Ryan stands in the mural hallway. Photo courtesy of Ryan.

Devon Helmer, News Editor

This previously ran in our September 2021 print issue.

Recent years have brought plenty of unprecedented changes to the halls of Emmaus High School; the long-awaited aquarium element to the top floor is one of them. 

The recently installed aquatic life mural, located in the English hall breezeway, is the product of an Eagle Scout project by senior Zach Ryan. The project sources its roots to 2019, when Ryan first began acquiring signatures to begin his work. 

The scene, once given approval and work was physically started, took just over five months to complete. Ryan and his helpers, made up of EHS students and community members, finished the project in just nine work sessions, each lasting four to five hours in length. 

The beauty this installation has added to the school has been tremendously appreciated by the EHS community as students have re-entered the hallways in recent weeks. Among its biggest fans: Emmaus High School Principal Dr. Kate Kieres. 

“It takes an area that really didn’t appear to have much of a purpose or personality and turns it into something that is completely unrecognizable,” Kieres said. 

At first glance, the mural may appear to be purely decorative; but, Ryan adds a deeper meaning to his work. In addition to highlighting the biodiversity of the Lehigh Valley on the walls of the school, he was able to connect his task to a prevalent issue in our schools: the mental health of teenagers.

“Something I included in my proposal for my project was nature-deficit disorder within schools: depression is really common and affects our age group,” Ryan said. “A lot of medical journals over the past couple of years have started putting more articles out about it, specifically how they believe that the inclusion of more nature within schools can have a positive effect on students’ mental health.”

In addition to its more serious purposes, Ryan’s work has a humorous message to it.
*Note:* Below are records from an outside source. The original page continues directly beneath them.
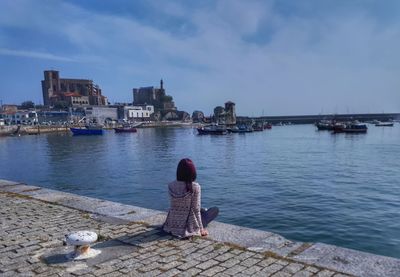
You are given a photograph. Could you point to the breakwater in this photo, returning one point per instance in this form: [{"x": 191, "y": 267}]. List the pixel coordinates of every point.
[
  {"x": 132, "y": 242},
  {"x": 310, "y": 119}
]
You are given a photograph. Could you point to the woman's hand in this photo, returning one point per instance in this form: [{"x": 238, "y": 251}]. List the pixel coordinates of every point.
[{"x": 203, "y": 232}]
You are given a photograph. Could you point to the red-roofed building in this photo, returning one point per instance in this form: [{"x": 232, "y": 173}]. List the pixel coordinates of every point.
[{"x": 74, "y": 91}]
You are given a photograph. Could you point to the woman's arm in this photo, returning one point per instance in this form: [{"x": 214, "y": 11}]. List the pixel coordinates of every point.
[{"x": 197, "y": 206}]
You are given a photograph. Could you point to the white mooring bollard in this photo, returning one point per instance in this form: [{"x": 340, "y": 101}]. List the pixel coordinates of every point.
[{"x": 82, "y": 240}]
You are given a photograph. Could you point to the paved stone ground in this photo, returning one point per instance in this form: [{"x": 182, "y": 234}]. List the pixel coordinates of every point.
[{"x": 32, "y": 231}]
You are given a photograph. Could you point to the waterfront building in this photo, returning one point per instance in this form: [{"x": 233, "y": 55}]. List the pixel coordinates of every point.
[
  {"x": 197, "y": 116},
  {"x": 153, "y": 96},
  {"x": 51, "y": 117},
  {"x": 225, "y": 115},
  {"x": 100, "y": 114},
  {"x": 230, "y": 113},
  {"x": 73, "y": 91},
  {"x": 9, "y": 109},
  {"x": 20, "y": 117},
  {"x": 138, "y": 112}
]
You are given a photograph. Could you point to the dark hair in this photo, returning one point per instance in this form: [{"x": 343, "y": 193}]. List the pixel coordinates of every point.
[{"x": 186, "y": 172}]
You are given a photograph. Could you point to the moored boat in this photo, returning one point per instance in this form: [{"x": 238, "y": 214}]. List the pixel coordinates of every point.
[
  {"x": 125, "y": 130},
  {"x": 268, "y": 126},
  {"x": 86, "y": 131},
  {"x": 354, "y": 127},
  {"x": 241, "y": 129},
  {"x": 212, "y": 130},
  {"x": 384, "y": 124}
]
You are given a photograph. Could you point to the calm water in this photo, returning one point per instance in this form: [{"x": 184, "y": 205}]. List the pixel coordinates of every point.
[{"x": 292, "y": 180}]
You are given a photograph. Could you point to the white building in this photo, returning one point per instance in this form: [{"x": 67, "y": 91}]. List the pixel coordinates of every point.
[
  {"x": 101, "y": 114},
  {"x": 21, "y": 117},
  {"x": 142, "y": 112}
]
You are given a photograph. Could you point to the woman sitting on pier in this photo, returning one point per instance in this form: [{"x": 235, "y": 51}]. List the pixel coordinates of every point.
[{"x": 186, "y": 218}]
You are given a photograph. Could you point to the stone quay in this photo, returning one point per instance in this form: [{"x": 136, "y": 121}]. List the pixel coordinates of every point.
[{"x": 34, "y": 221}]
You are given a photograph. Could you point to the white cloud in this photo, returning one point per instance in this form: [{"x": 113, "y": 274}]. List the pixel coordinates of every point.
[{"x": 36, "y": 55}]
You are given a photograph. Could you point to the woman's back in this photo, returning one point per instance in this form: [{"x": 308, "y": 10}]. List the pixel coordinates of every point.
[{"x": 184, "y": 218}]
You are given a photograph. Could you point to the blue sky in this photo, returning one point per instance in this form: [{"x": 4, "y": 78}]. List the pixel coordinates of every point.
[{"x": 269, "y": 57}]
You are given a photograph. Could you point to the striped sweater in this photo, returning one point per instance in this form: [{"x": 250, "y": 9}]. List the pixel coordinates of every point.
[{"x": 184, "y": 219}]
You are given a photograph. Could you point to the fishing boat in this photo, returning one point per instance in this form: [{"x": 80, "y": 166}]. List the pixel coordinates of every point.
[
  {"x": 212, "y": 130},
  {"x": 325, "y": 125},
  {"x": 354, "y": 127},
  {"x": 384, "y": 124},
  {"x": 127, "y": 129},
  {"x": 268, "y": 126},
  {"x": 86, "y": 131},
  {"x": 241, "y": 129}
]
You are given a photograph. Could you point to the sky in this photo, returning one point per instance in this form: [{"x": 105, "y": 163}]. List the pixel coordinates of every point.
[{"x": 269, "y": 57}]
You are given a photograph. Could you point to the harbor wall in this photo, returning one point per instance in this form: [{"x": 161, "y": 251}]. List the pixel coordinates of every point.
[
  {"x": 311, "y": 119},
  {"x": 317, "y": 254}
]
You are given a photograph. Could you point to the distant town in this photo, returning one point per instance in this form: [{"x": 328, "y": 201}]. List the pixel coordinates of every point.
[{"x": 72, "y": 101}]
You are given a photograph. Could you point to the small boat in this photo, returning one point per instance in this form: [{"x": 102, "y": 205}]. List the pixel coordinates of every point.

While this implementation does not include any actual fins or flippers, it pays homage to the well-known joke often told to the incoming freshman of Emmaus High School: the existence of an aquarium on a non-existent fifth floor. 

“The reason I did the project was to get my Eagle Scout rank, but the concept of how I got to doing a fish tank was simply because of the running joke at our school,” Ryan said. “I thought it was pretty funny, everyone hears it when they come to Emmaus.”  

With the installation of his Eagle Scout project, Ryan leaves his mark on the halls of EHS for years to come.  

Kieres said these types of projects are important to the school community.

“Things like this give people an anchor and a connection to our school; a sense of belonging,” Kieres said.
“Zach is leaving a piece of himself with us,” she said. “I think it adds to the sense of the school being a part of a community and sends a message to students who are here: each in their own way they, too, can leave a legacy.”